Item #39534 VIII Sonate Per Cembalo Opera Prima. Domenico ALBERTI.

VIII Sonate Per Cembalo Opera Prima

London: J. Walsh, 1748.

Oblong folio. Modern carta rustica. 1f. (recto title, verso blank), [i] (blank), 2-18, [i] (blank), 20-27, [i] (blank) pp. Engraved throughout.

Ownership inscription in ink of late Romantic priest, church musician, and writer on music Henry Aston Walker (1834-1906), Vicar of Chattisham, Ipswich and choirmaster at St. Alban's, Holborn from 1862-1899.

First and last leaves slightly worn and soiled; minor repair to outer margin of final leaf.

First authorized edition. Smith and Humphries 15. BUC p. 16. RISM A653.

Alberti was an Italian composer, harpsichordist, and singer. "[His] claim to historical recognition rests traditionally on his harpsichord sonatas, in which the arpeggiated bass that lent his name a posthumous notoriety is a prominent feature (see Alberti bass). In his lifetime, however, Alberti was equally famous as a singer and as a performer (sometimes as self-accompanist) on the harpsichord. ... Of his non-musical career little is recorded except that he served the Venetian ambassador, Pietro Andrea Cappello, as a page on a visit to Spain about 1736, provoking Farinelli's admiration of his singing, and subsequently joined the household of Marquis Giovanni Carlo Molinari in Rome.
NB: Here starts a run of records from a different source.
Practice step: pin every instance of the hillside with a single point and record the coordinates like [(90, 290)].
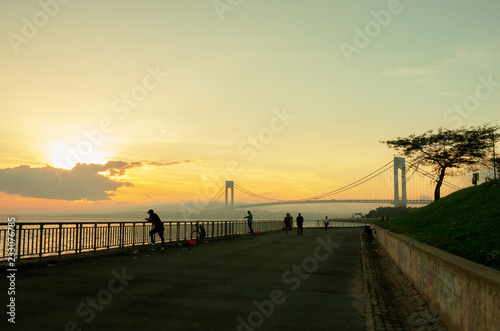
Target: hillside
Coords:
[(465, 223)]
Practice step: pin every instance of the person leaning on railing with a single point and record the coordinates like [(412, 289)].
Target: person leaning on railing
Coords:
[(158, 228)]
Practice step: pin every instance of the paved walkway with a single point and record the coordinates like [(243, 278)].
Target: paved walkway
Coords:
[(263, 282)]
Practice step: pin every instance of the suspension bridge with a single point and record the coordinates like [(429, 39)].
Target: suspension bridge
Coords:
[(388, 184)]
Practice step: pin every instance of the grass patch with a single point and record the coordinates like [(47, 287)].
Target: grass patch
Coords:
[(465, 223)]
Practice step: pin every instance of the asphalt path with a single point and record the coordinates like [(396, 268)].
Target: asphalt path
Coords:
[(269, 281)]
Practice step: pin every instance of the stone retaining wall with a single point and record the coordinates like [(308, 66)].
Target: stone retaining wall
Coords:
[(466, 294)]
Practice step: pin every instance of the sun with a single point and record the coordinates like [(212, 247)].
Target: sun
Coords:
[(62, 156)]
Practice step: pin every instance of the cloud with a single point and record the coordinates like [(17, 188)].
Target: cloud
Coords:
[(161, 164), (408, 71), (84, 181)]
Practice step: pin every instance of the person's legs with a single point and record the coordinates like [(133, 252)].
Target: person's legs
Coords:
[(160, 233), (152, 235)]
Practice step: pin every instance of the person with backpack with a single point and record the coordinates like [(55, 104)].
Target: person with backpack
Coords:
[(300, 223), (250, 221), (288, 222), (158, 228)]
His harpsichord sonatas are generally believed to date from these last years. ... Alberti's sonatas survive in manuscripts as complete works and isolated movements and it is not yet possible to state accurately how many survive, although the number probably exceeds 40. Eight sonatas, constituting the so-called op.1, were published by Walsh in 1748 in response to an act of flagrant plagiarism by Alberti's former pupil, the castrato Giuseppe Jozzi (c1710–c1770), which became a cause célèbre. (Jozzi continued the deception after his removal to Amsterdam.) All Alberti's sonatas follow the two-movement scheme popular with contemporary Italian keyboard composers. The two movements are contrasted in character rather than tempo; although both are cast in binary form, that of the first often prefigures sonata form, whereas the second retains the modest proportions and uncomplicated design of a dance movement." Michael Talbot in Grove Music Online

While Alberti did not invent the arpeggiated bass figure to which he lends his name today, he does use it quite frequently in his sonatas. It may have been one of his preferred rhythmic devices when accompanying himself at the harpsichord. Whether the music is slow or brisk, the figuration is most often used to complement cantabile (i.e. singing-like) passages. It serves to guide the ear as the narrative of a piece unfolds. Sonata II, for instance (p. 4) begins with a forthright theme, constructed over a romanesca bass (a common baroque and classical harmonic gambit, similar to the Pachelbel canon). Soon after the statement of the theme (over a walking eighth-note bass), the familiar four-note arpeggios commence. Alberti then develops it by repeating fragments of its melody, and reshaping its contours over new harmonies. His style of repetition when developing material is unpredictable, a welcome contrast to the familiar quality of his musical vocabulary. As Sonata II wears on, Alberti introduces more and more distant harmonies: A flat and D flat major chords, in the key of F major. Keyboard players and listeners today may find that elements of Alberti's style are reminiscent of later musical styles. The Alberti bass brings to mind the classical sonata of the 1770s-1790s. Alberti's harmonic explorations are bold, unexpected, and even Romantic-sounding, at times, like the exotic turns of phrase that adorn Robert Schumann's 1838 piano piece "Von fremden Ländern und Menschen."

A landmark publication in the history of the keyboard sonata, replete with Alberti's rich harmonic imagination.